Sosyalizmin son kalelerinden Küba'ya gitmişiz... Oradaki yaşama ilişkin bir iki gözlemimizi yazıyoruz... Ama bizim milletin aklı fikri fahişelerde!..
Sormayan kalmadı: "Gerçekten güzeller mi? Eskiden Romanya'da, Sovyetler'de filan olduğu bir naylon çoraba gidiyorlar mı?.. Nerede müşteri buluyorlar?.."
Yetmedi, "Ya sen ne naneler yedin" diye de sormazlar mı? Cevap verdim: "Bir... Siyahlardan hoşlanmam. İki... Küba'ya eşimle gittim."
Ancak bu cevap kesmedi. Bakın bir okurumuz nasıl da ısrarcı:
"1) 'Siyahlardan hazzetmem' diyorsunuz.

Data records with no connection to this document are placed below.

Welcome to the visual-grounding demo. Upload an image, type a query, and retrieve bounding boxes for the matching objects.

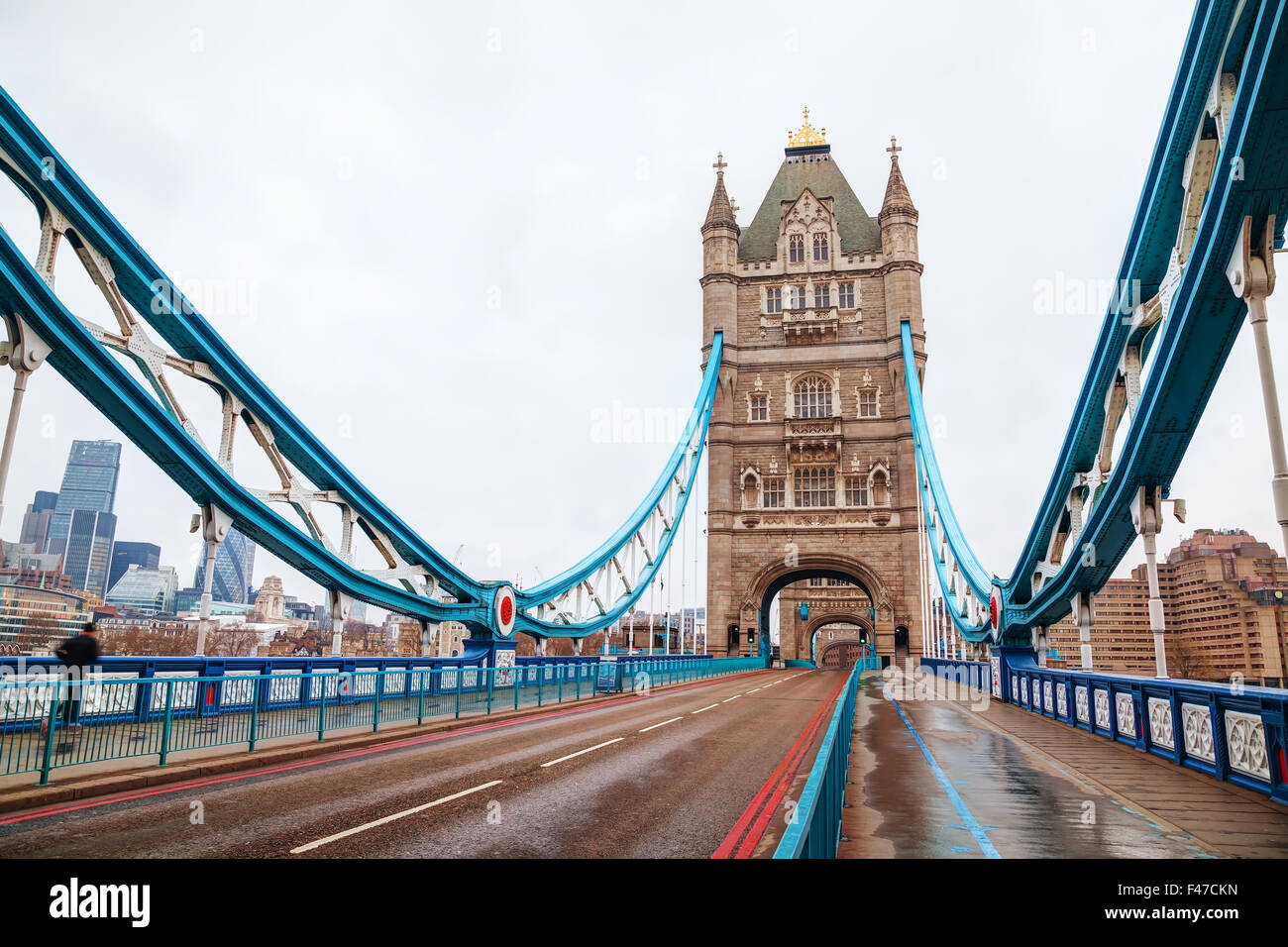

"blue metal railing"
[0,656,764,786]
[774,666,862,858]
[922,648,1288,802]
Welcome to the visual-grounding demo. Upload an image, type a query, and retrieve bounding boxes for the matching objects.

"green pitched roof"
[738,154,881,261]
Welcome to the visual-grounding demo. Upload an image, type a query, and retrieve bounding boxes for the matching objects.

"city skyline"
[0,4,1288,623]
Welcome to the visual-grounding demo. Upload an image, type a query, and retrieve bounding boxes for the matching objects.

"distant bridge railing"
[0,655,764,786]
[922,648,1288,802]
[774,661,863,858]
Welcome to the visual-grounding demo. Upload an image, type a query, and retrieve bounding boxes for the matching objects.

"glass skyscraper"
[46,441,121,598]
[192,530,255,604]
[18,489,58,553]
[107,543,161,591]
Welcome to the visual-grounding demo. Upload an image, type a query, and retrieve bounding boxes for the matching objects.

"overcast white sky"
[0,0,1288,618]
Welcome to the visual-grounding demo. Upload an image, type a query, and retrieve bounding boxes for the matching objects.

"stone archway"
[808,614,872,670]
[742,554,894,660]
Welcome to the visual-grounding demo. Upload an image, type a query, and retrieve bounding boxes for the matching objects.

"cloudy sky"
[0,0,1288,623]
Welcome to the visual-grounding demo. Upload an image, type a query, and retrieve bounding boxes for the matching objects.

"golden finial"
[787,106,827,149]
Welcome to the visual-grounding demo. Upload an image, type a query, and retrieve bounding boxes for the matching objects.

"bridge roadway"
[0,670,1288,858]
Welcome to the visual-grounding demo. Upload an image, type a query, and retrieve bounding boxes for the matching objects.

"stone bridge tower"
[700,110,924,657]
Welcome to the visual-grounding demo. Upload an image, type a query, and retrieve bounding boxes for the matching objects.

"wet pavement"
[838,673,1288,858]
[0,670,842,858]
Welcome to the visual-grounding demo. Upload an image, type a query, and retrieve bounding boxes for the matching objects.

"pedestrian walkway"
[837,676,1288,858]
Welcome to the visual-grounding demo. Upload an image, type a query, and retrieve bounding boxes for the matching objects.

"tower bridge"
[0,0,1288,858]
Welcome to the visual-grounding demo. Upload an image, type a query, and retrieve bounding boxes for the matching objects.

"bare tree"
[206,625,259,657]
[13,612,65,653]
[1164,634,1212,681]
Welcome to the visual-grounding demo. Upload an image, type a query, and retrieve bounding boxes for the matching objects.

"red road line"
[0,669,768,826]
[711,681,845,858]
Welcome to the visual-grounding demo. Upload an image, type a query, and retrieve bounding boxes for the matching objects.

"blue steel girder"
[0,89,721,638]
[903,0,1288,640]
[899,322,993,642]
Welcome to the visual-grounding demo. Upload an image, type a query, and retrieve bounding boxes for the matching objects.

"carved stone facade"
[778,579,872,666]
[700,118,924,660]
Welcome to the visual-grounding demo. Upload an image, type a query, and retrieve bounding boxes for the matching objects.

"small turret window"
[793,377,832,417]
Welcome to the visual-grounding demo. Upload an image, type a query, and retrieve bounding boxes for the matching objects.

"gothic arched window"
[793,376,832,417]
[872,468,890,506]
[787,233,805,263]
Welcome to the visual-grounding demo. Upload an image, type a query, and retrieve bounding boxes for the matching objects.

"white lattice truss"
[0,150,451,617]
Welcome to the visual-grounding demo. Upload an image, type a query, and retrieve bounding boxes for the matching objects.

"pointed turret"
[877,136,918,261]
[877,136,917,224]
[702,154,742,235]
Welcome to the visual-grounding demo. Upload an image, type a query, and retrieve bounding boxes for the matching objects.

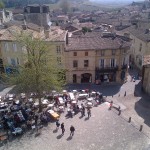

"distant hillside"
[2,0,59,8]
[89,0,144,6]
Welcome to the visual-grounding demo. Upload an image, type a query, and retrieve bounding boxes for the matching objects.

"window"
[17,58,19,65]
[85,52,88,56]
[73,74,77,83]
[4,43,9,51]
[139,43,142,52]
[22,46,27,54]
[101,50,105,56]
[73,60,78,68]
[73,52,77,56]
[11,58,16,66]
[99,59,105,68]
[57,57,61,64]
[13,43,17,52]
[56,46,61,54]
[110,58,116,67]
[112,50,116,55]
[84,60,89,67]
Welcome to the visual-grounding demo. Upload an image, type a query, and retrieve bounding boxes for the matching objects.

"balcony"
[95,66,118,73]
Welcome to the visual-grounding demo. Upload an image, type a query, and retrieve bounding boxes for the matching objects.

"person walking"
[70,125,75,137]
[61,123,65,135]
[56,120,60,131]
[87,108,91,118]
[81,104,85,117]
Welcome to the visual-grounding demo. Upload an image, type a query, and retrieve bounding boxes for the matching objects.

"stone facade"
[142,64,150,95]
[24,5,50,28]
[65,50,95,83]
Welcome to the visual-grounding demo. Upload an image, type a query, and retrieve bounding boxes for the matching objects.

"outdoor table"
[47,110,59,119]
[79,93,88,98]
[21,93,26,98]
[34,102,39,107]
[28,98,33,102]
[15,100,20,105]
[71,101,77,104]
[9,97,13,101]
[48,104,54,108]
[52,90,56,94]
[72,90,77,93]
[68,92,75,101]
[58,97,64,105]
[8,94,14,98]
[59,106,64,111]
[12,128,22,135]
[42,99,49,105]
[87,98,93,102]
[62,90,67,93]
[87,102,93,107]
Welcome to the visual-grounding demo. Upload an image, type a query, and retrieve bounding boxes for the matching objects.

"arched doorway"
[81,73,92,83]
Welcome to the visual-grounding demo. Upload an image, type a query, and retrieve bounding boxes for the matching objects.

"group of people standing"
[56,120,75,137]
[81,104,91,118]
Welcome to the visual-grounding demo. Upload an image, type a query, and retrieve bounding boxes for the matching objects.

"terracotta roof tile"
[66,34,130,51]
[143,55,150,65]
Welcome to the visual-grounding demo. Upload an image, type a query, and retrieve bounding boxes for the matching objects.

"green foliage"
[0,0,5,8]
[82,27,92,34]
[60,0,70,14]
[6,34,65,94]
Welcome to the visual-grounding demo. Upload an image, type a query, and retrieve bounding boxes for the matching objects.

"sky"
[90,0,144,4]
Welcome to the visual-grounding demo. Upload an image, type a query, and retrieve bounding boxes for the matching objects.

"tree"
[60,0,70,14]
[6,33,65,112]
[82,27,92,34]
[0,0,5,9]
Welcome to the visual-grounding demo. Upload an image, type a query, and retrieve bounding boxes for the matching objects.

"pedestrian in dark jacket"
[56,120,60,130]
[87,108,91,118]
[70,126,75,136]
[61,123,65,135]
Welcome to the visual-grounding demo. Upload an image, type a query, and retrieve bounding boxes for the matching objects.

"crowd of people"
[0,90,104,141]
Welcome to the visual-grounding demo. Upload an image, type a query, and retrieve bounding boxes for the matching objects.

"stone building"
[65,32,130,84]
[142,55,150,95]
[24,5,51,27]
[117,23,150,73]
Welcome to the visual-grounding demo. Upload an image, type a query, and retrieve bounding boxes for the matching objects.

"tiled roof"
[45,27,67,41]
[66,33,130,51]
[122,26,150,42]
[143,55,150,65]
[0,26,40,41]
[4,20,40,31]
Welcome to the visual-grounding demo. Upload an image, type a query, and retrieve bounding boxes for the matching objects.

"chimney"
[45,29,50,39]
[66,32,68,45]
[22,20,27,30]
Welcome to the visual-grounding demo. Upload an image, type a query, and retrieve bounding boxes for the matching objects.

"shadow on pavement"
[66,83,122,96]
[57,134,63,140]
[53,129,58,133]
[66,136,72,141]
[135,82,150,126]
[84,117,89,121]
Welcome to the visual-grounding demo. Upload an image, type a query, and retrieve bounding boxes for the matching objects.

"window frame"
[84,60,89,68]
[73,52,77,56]
[85,52,89,56]
[73,60,78,68]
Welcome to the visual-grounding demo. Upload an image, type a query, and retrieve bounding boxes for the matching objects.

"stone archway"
[81,73,92,83]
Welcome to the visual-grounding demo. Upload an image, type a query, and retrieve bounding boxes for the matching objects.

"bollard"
[139,125,143,132]
[124,91,127,97]
[129,117,131,123]
[118,110,121,116]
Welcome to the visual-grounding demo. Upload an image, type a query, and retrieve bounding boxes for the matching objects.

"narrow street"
[67,68,150,137]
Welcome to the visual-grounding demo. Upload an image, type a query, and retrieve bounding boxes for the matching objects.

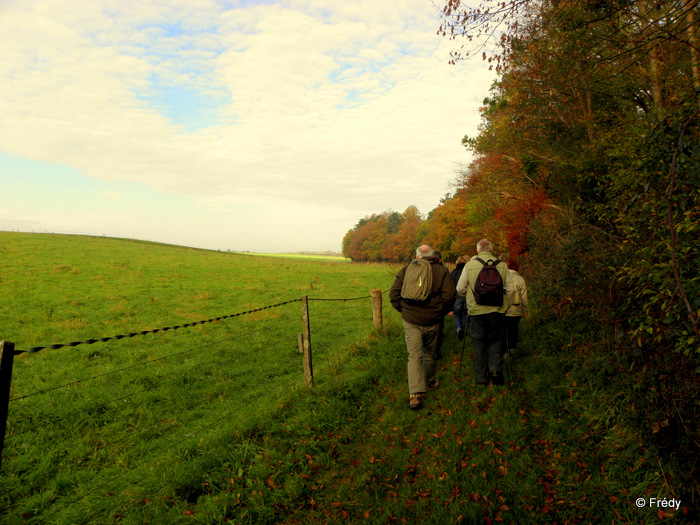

Biz bunu kesinlikle bilemeyiz değil mi? İstedikten sonra pekala beyaz bayan da bulunabilir. 2) "Eşimle beraberdim" diyorsunuz. İnsan eşini atlatabilir. Örneklerini çok gördük; bir benzeri neden olmasın?"
Fesuphanallah!
'Ne malum' ve 'Nereden bilelim' türü soruların sonu gelmez aslında. Komplo teorilerinin de soru formülasyonu böyledir zaten. Ayrıca bu soruları üreten zihinlerden neler geçtiğini adım gibi biliyorum: En büyük arzuları, önce 'itiraf' ettirmek, ardından da 'ayrıntıları' öğrenmek.
Ama maalesef heveslerini kursaklarında bırakacağım! Siyahlardan hoşlanmadığımı, daha doğrusu 'cinsel partner' olarak tercih etmediğimi başka vesilelerle de yazmıştım. Arşivler şahittir! Ayrıca 'nane yiyecek' kadar vakit olsaydı, okurlarımızdan önce eşim tepeme binerdi: "Çarşamba gecesi 2 saat 45 dakika nereye kayboldun?"
Hadi bir de ifşaat: Ben hayatımda bir kere dahi fahişeyle birlikte olmadım! (Artık bunu olumlu bir durum olarak mı görürler, yoksa olumsuz mu; işte onu bilemem.)
Bir de düzeltme: 'Ne menem bir şeydir' diye yazmışım. Okurumuz uyarıyor: "Menem değil mene." Elbette haklı.